Der Prozess ist nicht der einzige, der in Sachen Dieselskandal geführt wird. Eine Flut von Zivilklagen gibt es bereits und auch die Strafjustiz hat gut zu tun, immer wieder ist in der Anklageschrift von anderweitig Verfolgten die Rede. In den USA wurden zwei VW-Mitarbeiter zu mehrjährigen Haftstrafen verurteilt. In Braunschweig hat das Landgericht die Anklage gegen den langjährigen VW-Konzernchef Martin Winterkorn zugelassen. Er war bis 2007 Stadlers Vorgänger als Audi-Chef. Der Prozesstermin für Winterkorn ist noch offen. (Ex-VW-Chef Winterkorn: Nicht nur wegen Betrugs, sondern auch wegen Marktmanipulation vor Gericht)

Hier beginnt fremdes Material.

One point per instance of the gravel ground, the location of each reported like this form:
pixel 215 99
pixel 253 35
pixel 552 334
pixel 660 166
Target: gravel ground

Den VW-Konzern hat der Dieselskandal mit insgesamt elf Millionen manipulierten Autos bisher 32 Milliarden Euro gekostet – für Schadenersatz, Nachrüstungen und Strafzahlungen. Auch für die Angeklagten könnte es noch sehr teuer werden, sollten sie schuldig gesprochen werden: Laut Strafprozessordnung tragen sie dann die Kosten des Verfahrens – samt Gutachter – und Reisekosten, etwa für Zeugen aus den USA. Audi dürfte Abfindungen zurückfordern und von den Vorständen Schadenersatz verlangen. (Mit Material der dpa)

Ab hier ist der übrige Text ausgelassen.